McCain Foods Launches Grower Pilot Program with Ceres AI McCain Foods announced a new grower pilot program supported by agricultural intelligence company Ceres AI, designed to improve field-level visibility and coordination across its North American potato supply operations. The program addresses a persistent challenge in distributed agricultural networks: fragmented field data that delays decision-making and complicates alignment between growers and buyers. By providing shared, data-driven insights across both McCain teams and contracted growers, the initiative aims to enable earlier identification of crop variability and more targeted field management.
How the Program Works Participating growers and McCain personnel will access continuous field-level visibility powered by Ceres AI's platform. The system translates complex agricultural data into clear, actionable signals that highlight areas requiring attention—helping guide scouting efforts and prioritize in-season decisions. Critically, both growers and McCain teams receive the same field-level signals, creating what the company calls "alignment around the same field-level signals and enabling more coordinated action throughout the season." "Through this grower pilot program, we are working to provide our growers with better visibility into their fields and more targeted support during the season," said Jeremy Buchman, Director of Agronomy at McCain Foods. "By aligning our teams and growers around a shared view of performance, we can act earlier, focus on the right areas, and improve outcomes together."

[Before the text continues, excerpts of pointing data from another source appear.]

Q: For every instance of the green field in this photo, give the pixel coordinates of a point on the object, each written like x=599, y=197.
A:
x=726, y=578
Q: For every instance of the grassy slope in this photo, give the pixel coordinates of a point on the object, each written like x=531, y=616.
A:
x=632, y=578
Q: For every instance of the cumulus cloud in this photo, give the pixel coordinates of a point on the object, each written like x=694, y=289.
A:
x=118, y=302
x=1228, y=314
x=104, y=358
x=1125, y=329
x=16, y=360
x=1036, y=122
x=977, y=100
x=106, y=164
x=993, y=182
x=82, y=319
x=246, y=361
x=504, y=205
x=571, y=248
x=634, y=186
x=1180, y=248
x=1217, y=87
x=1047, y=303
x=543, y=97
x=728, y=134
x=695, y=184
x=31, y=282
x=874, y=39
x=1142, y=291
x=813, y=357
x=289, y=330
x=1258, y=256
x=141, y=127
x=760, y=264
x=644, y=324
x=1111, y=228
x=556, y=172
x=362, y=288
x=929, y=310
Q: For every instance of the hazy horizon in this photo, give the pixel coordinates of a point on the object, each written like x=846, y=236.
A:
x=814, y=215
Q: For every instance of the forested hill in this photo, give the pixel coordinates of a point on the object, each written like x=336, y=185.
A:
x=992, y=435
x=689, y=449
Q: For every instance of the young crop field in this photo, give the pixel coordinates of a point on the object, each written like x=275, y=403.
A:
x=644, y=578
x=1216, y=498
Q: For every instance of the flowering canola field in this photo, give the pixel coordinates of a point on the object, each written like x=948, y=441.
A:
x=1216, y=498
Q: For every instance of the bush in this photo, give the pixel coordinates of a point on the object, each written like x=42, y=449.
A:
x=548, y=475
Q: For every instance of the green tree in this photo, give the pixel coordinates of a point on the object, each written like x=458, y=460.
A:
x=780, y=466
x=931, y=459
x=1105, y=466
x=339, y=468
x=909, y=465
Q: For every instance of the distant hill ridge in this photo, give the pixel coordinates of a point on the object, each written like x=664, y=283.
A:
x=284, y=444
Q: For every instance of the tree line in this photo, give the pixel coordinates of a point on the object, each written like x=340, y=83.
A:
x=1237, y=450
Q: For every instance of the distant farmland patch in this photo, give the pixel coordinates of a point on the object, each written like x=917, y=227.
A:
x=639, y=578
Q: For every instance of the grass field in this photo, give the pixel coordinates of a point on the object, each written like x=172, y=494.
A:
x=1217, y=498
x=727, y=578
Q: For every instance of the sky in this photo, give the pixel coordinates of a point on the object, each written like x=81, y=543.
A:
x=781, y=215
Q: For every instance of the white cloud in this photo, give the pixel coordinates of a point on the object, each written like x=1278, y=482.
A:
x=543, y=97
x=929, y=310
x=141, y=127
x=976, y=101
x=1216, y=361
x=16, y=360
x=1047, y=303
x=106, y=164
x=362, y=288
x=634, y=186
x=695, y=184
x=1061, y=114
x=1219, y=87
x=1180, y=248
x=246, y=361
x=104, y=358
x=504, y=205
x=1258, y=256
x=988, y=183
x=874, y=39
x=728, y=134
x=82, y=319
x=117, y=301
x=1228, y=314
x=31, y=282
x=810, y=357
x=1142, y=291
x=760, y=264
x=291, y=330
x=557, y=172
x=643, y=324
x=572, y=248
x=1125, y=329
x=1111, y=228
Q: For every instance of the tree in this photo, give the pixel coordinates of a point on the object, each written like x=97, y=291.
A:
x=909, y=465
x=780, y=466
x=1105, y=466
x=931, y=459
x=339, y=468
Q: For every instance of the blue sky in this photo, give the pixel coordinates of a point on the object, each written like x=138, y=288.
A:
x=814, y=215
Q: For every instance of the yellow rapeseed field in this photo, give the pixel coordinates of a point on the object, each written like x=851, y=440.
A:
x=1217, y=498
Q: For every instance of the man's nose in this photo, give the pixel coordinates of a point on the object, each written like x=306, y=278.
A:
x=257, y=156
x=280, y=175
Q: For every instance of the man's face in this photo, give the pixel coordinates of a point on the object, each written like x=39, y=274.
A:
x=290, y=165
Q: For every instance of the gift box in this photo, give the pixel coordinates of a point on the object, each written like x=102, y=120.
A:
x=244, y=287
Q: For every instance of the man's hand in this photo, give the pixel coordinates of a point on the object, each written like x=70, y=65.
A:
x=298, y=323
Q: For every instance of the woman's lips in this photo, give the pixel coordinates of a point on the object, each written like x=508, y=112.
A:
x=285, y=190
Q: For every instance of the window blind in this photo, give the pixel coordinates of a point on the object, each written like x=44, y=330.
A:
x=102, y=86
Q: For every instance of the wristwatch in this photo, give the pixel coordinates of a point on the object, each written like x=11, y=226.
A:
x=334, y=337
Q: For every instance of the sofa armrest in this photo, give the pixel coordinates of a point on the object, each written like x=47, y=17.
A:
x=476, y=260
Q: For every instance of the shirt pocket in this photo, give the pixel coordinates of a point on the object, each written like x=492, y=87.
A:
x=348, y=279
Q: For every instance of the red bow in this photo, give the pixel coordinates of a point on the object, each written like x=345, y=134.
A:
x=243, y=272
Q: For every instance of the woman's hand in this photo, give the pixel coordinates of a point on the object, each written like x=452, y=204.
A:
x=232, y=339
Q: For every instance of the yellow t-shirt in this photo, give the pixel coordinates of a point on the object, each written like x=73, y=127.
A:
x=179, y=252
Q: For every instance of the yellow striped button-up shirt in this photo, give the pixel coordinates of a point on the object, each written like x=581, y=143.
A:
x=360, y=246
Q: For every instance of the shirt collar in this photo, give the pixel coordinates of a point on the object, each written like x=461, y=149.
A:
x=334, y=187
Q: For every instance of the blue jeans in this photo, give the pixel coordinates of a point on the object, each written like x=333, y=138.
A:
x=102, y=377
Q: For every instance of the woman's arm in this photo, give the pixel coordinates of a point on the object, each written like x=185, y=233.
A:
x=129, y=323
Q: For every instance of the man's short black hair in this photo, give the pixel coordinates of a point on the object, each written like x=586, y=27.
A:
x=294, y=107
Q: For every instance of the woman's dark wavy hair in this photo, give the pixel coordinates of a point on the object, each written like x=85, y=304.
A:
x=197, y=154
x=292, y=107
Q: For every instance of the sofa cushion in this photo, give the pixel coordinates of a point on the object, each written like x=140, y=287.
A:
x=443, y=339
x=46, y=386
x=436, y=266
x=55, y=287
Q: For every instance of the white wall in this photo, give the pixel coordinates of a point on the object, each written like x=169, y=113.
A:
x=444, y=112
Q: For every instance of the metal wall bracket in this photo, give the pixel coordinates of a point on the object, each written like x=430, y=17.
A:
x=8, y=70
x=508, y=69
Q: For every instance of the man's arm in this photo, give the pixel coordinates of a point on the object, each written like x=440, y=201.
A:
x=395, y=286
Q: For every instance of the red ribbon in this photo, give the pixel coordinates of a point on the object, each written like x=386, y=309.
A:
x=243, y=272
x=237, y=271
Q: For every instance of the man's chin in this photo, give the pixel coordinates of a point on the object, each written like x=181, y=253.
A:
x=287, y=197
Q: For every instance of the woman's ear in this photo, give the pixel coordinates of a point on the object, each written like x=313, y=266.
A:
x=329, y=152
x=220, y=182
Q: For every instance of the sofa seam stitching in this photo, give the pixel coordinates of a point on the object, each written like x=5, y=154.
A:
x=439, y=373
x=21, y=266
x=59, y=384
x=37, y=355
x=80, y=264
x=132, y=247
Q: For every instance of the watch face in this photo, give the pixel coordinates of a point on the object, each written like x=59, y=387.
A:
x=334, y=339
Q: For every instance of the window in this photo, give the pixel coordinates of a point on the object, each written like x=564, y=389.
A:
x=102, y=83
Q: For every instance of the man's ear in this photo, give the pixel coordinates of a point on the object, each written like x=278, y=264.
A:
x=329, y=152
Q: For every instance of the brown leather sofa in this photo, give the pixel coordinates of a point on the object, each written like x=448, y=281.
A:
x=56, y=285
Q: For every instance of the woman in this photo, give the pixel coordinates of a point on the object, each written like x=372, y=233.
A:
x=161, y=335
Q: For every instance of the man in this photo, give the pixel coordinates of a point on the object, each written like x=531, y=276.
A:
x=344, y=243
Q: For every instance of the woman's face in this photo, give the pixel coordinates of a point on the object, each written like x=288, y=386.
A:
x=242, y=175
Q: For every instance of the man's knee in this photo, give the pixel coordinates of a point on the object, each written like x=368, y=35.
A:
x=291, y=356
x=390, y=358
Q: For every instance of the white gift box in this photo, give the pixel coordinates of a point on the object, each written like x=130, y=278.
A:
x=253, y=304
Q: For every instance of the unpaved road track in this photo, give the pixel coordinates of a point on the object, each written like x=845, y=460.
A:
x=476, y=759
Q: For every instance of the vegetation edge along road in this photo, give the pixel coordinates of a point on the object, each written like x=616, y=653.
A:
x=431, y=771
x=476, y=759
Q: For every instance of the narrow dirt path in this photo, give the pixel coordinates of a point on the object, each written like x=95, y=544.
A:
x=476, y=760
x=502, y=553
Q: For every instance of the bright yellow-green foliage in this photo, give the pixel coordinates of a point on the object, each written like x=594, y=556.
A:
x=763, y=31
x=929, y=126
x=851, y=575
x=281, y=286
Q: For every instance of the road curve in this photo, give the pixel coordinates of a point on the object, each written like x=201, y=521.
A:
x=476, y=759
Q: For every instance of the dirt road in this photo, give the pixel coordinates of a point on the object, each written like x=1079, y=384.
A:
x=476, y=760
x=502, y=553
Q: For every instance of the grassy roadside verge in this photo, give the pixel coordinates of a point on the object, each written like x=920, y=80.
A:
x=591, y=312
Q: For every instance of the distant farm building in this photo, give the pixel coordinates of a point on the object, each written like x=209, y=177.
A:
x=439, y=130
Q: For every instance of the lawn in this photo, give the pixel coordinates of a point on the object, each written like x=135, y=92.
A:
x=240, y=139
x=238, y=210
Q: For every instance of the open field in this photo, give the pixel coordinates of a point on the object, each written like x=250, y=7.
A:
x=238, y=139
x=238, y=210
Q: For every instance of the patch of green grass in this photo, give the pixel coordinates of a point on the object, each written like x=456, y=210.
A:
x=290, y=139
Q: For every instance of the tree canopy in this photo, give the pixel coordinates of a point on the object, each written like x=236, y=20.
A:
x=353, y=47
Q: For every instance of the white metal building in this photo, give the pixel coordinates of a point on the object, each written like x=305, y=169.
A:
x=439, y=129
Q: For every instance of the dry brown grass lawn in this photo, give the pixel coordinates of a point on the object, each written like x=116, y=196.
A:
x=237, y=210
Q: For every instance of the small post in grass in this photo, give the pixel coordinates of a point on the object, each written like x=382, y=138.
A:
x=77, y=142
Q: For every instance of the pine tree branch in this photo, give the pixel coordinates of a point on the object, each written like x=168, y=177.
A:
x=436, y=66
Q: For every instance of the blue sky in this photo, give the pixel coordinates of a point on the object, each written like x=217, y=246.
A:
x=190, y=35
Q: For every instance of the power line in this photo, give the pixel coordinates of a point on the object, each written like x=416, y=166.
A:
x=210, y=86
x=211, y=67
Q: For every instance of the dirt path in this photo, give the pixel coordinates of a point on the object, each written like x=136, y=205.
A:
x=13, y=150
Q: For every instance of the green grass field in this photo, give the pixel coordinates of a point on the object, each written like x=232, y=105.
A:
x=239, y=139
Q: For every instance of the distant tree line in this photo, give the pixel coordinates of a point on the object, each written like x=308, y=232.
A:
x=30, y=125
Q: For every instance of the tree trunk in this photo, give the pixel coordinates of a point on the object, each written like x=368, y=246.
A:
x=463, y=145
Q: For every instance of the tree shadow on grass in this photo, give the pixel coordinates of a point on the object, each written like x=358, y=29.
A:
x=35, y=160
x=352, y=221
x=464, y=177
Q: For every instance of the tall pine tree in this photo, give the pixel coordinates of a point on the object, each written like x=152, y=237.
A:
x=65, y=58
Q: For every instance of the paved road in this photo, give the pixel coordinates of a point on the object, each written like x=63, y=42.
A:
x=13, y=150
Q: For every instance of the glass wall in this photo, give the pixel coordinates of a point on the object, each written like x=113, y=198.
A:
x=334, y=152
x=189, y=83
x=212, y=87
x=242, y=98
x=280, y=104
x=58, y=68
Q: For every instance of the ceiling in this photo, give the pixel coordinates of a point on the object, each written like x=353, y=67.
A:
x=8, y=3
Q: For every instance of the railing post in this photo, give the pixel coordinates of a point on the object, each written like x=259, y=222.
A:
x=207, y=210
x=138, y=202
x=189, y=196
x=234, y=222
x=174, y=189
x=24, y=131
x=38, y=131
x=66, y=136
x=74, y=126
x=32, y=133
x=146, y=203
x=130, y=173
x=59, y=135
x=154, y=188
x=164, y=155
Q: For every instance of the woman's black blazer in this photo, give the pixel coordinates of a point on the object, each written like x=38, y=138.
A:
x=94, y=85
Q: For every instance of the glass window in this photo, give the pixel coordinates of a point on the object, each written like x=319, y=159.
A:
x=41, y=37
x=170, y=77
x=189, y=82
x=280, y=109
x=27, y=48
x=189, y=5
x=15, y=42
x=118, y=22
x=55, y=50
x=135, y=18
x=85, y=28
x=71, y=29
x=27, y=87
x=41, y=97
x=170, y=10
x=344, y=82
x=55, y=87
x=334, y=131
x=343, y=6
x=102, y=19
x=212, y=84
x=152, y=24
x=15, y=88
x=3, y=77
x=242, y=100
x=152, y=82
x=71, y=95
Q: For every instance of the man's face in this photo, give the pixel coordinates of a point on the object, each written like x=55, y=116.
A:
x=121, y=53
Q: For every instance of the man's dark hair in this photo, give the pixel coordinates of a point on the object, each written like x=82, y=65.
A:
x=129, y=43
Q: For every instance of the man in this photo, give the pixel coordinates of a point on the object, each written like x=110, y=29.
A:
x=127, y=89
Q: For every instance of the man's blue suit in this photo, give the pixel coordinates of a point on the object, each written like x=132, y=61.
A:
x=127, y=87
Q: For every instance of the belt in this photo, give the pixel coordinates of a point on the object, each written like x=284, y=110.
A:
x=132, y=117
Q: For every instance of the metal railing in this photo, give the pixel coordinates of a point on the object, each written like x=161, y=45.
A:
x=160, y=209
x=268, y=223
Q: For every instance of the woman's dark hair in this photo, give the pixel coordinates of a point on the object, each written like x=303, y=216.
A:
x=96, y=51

Scaling Data-Driven Agriculture Ceres AI, which operates on data from 32 million acres and 17 billion plant-level measurements, positions the partnership as part of a broader industry shift toward connected, data-driven agriculture. "At its core, this work is about helping growers and McCain teams make better decisions, faster at scale," said Anubhav Sharma, Head of Marketing at Ceres AI. "By turning complex field data into clear insights, we are supporting focused scouting, better coordination, and more effective decision-making across participating acres, in a way that aligns with McCain's broader agricultural goals over time." As the program evolves, McCain aims to strengthen grower engagement, reduce operational friction, and build confidence in crop performance across its supply network.
Why It Matters
For foodservice operators and frozen potato product buyers, supply chain stability depends on grower performance and responsiveness. Pilot programs like this signal McCain's effort to reduce variability and improve consistency at the field level—benefits that can ultimately flow through to product quality and availability.